If you have questions regarding the final rule, please do not hesitate to contact Karen Herrling at CLINIC at kherrling@cliniclegal.org or (202) 635-7410. Additionally, Ms. Herrling will be working on other materials both to help educate both employers and employees about the new rules.
Additional Resources
Fact Sheet - ICE and Social Security Administration "No Match" Letters: http://cliniclegal.org/Announcements/2007SSNo-MatchFactSheet.pdf
Sample SSA Insert Letter: http://cliniclegal.org/Announcements/2007SSAInsertLetter.pdf
[1] Current Definition of Knowledge
The current definition of “knowing” can be found at 8 CFR Section 274a.1(l)(1). That definition includes “actual” and “constructive knowledge” and states in part:
The term “knowing” includes not only actual knowledge but also knowledge which may fairly be inferred through notice of certain facts and circumstances which would lead a person, through the exercise of reasonable care, to know about a certain condition.

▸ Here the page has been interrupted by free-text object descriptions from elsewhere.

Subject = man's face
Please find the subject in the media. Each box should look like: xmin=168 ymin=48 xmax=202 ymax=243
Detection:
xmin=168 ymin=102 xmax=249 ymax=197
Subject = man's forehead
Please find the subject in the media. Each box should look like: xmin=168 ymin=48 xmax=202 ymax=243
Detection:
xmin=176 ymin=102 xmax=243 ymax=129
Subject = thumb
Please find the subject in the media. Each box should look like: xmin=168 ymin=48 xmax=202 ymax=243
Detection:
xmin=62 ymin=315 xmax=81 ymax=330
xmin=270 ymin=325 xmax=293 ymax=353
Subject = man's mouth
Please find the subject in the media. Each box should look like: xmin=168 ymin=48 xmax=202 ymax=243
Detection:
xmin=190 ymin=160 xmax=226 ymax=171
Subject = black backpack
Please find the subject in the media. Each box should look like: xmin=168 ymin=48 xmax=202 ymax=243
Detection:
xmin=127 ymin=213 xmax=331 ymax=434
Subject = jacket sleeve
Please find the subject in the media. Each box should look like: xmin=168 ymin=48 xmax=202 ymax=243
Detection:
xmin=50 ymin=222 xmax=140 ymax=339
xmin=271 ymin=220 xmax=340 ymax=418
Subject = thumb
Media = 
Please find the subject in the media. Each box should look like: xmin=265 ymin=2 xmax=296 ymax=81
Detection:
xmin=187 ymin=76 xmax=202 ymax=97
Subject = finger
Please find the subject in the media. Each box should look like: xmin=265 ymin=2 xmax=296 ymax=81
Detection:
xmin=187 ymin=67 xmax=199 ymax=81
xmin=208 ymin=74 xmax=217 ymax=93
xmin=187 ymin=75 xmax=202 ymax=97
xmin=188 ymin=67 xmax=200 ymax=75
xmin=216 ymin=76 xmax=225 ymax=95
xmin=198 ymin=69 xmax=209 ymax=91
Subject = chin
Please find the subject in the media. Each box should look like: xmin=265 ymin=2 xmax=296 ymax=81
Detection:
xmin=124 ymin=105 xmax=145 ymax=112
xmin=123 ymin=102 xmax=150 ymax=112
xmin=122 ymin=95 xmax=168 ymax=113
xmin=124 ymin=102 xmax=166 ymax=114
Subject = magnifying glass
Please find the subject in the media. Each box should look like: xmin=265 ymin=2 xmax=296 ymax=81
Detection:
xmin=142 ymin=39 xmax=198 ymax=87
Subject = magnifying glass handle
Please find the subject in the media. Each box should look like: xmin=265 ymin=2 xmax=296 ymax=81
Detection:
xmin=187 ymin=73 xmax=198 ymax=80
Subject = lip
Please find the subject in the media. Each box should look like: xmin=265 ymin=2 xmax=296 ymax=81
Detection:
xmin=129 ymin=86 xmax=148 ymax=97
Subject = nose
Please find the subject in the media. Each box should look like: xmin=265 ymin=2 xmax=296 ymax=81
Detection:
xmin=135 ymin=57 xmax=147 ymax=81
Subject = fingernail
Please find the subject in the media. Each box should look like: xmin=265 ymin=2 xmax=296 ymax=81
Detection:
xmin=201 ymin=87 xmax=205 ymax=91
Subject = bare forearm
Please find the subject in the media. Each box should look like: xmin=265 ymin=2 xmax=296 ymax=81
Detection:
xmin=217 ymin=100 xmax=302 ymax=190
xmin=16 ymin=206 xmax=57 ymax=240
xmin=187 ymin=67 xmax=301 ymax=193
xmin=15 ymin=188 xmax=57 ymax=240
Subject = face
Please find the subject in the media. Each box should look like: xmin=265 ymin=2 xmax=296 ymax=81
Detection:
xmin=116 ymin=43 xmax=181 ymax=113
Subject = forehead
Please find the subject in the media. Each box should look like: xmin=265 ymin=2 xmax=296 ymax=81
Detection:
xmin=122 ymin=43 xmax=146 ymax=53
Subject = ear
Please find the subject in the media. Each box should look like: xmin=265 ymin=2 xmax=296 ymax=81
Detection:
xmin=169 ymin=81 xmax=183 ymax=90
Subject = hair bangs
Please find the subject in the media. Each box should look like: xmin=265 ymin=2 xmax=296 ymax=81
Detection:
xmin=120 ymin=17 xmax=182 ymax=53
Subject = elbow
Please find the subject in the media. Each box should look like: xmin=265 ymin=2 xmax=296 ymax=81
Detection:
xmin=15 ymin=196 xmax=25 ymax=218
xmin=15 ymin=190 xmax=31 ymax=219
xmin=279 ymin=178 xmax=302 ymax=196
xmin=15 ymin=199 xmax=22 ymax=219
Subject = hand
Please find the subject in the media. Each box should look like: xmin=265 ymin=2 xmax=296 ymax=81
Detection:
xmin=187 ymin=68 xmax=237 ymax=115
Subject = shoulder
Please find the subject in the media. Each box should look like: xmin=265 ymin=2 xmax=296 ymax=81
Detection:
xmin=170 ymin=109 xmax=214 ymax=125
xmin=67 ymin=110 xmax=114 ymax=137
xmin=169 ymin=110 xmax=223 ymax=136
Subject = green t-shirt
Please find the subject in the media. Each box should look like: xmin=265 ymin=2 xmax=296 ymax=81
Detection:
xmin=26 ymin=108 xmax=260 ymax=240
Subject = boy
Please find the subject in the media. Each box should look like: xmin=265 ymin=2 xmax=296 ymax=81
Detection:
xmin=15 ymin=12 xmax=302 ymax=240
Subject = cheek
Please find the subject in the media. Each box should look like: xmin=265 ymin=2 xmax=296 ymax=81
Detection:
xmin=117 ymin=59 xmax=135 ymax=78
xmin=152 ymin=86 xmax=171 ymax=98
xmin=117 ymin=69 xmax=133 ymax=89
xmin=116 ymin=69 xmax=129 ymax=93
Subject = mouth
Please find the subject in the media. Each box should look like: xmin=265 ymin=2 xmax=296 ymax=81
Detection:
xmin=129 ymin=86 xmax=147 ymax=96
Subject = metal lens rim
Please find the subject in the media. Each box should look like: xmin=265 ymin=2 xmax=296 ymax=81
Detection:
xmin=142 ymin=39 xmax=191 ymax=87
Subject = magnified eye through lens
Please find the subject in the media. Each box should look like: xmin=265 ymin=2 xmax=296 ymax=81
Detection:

The current definition gives examples where an employer has “constructive knowledge” that the employee is not authorized to work. The examples included in the definition at 8 CRF Section 274a.1(l)(1) include where an employer:
(i) Fails to complete or improperly completes the Employment Eligibility Verification Form, I-9;
(ii) Has information available to it that would indicate that the alien is not authorized to work, such as Labor Certification and/or an Application for Prospective Employer; or
(iii) Acts with reckless and wanton disregard for the legal consequences of permitting another individual to introduce an unauthorized alien into its work force or to act on its behalf.